Souvenir

A Journal

"I'm going to come back to West Virginia when this is over. There's something ancient and deeply-rooted in my soul. I like to think that I have left my ghost up one of those hollows, and I'll never really be able to leave for good until I find it. And I don't want to look for it, because I might find it and have to leave".----Breece D'J Pancake, in a letter to his mother. 

Aidan Forster

 


Carnival
 

The boy invited himself along. He jumps 

in the photo. He places his mouth near mine 

 

but I am tired of trying to fit my mouth in someone else’s. 

I think of making my tongue into an artifact, untouchable.

 

I try to dance with the boy. He says he does not dance 

and I say not even on the night of our lives? Not even 

 

to celebrate the existence of your own body? The boy decides

to run away until his body forgets it’s his body

 

and he becomes a horse. I place him on the carousel

with the other beasts, teach him to do horse things.

 

In fear of losing my form I dance in the black box

with other half-formed beings. Our bodies, more 

 

than bodies, reflective. Afterwards, I assess the damage:

every cupcake eaten, streamers torn from the walls,

 

the sky denatured and clotting into night.

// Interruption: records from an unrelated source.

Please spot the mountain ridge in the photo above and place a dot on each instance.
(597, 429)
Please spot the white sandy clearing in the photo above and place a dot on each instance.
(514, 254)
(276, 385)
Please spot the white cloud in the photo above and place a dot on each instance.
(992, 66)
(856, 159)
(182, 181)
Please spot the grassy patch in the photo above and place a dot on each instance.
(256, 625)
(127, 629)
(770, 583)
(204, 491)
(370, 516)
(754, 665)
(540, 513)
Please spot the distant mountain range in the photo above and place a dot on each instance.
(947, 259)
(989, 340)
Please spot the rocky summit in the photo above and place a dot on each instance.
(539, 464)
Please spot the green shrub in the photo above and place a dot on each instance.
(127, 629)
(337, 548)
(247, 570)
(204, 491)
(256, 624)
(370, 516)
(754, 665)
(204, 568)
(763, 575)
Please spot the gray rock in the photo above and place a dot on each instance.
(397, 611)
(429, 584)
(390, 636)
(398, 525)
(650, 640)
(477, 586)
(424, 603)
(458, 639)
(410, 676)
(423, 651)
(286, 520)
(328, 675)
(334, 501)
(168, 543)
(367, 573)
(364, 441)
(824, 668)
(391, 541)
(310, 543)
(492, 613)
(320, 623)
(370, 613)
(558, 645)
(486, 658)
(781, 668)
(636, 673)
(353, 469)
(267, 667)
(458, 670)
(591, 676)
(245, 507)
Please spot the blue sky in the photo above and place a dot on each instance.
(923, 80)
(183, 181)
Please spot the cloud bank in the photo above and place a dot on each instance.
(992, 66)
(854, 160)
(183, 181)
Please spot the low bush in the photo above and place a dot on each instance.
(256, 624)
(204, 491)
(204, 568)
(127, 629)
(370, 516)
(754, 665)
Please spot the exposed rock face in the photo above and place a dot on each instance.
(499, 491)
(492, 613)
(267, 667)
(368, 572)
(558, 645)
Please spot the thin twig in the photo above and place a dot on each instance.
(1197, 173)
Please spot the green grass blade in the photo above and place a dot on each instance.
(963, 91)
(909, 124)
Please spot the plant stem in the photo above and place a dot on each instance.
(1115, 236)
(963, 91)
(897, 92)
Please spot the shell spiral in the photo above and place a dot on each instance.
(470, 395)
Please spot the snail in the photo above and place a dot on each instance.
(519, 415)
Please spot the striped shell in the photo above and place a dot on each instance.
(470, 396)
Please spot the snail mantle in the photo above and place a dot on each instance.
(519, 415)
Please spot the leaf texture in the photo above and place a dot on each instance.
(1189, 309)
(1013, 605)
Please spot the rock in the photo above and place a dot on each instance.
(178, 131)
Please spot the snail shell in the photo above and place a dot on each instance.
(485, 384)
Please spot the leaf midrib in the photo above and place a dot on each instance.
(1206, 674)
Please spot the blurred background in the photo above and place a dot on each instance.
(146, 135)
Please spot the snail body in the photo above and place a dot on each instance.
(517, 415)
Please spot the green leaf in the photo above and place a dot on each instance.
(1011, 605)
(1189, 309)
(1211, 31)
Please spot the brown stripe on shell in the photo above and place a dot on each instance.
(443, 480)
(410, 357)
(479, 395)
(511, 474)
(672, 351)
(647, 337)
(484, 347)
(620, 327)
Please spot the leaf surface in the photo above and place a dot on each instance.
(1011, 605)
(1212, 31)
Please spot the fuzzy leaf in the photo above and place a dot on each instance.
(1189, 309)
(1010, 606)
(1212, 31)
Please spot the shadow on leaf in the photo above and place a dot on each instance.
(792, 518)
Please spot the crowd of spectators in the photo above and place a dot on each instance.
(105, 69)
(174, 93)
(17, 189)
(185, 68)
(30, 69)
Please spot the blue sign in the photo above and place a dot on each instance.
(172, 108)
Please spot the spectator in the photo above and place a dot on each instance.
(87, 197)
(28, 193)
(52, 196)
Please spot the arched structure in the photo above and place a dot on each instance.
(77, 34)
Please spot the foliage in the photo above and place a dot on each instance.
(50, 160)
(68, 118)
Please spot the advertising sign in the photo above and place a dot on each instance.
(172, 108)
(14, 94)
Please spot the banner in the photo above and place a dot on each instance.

Someone has run off with the horse/boy/body.

 

From the wreckage of the party we make a shrine to our youth

to burn for one night only. 

 


My favorite souvenir is a vial of black shark teeth I collected one summer in Myrtle Beach, South Carolina. I’ve always loved the ocean and the things in it, and this particular summer there was an abundance of shark teeth on the shore. I was struck by their durability and sleekness, and interested in what they were when removed from the mouth, unable to function as teeth anymore.
 

Aidan Forster is a sophomore in high school. He studies creative writing at the Fine Arts Center in Greenville, South Carolina, where he is the managing editor of Crashtest. His work has been nationally recognized by the Scholastic Art & Writing Awards, and will appear in the 2015 ART.WRITE.NOW.DC exhibit. He is the recipient of the 2015 Anthony Quinn Foundation Scholarship, and the winner of the 2015 Say What Open Mic: Fresh Out the Oven Poetry Slam. His work appears in or is forthcoming from Verse, Polyphony H.S., The Best Teen Writing of 2015, Alexandria Quarterly, Assaracus, The Adroit Journal, and on the HIV Here and Now website.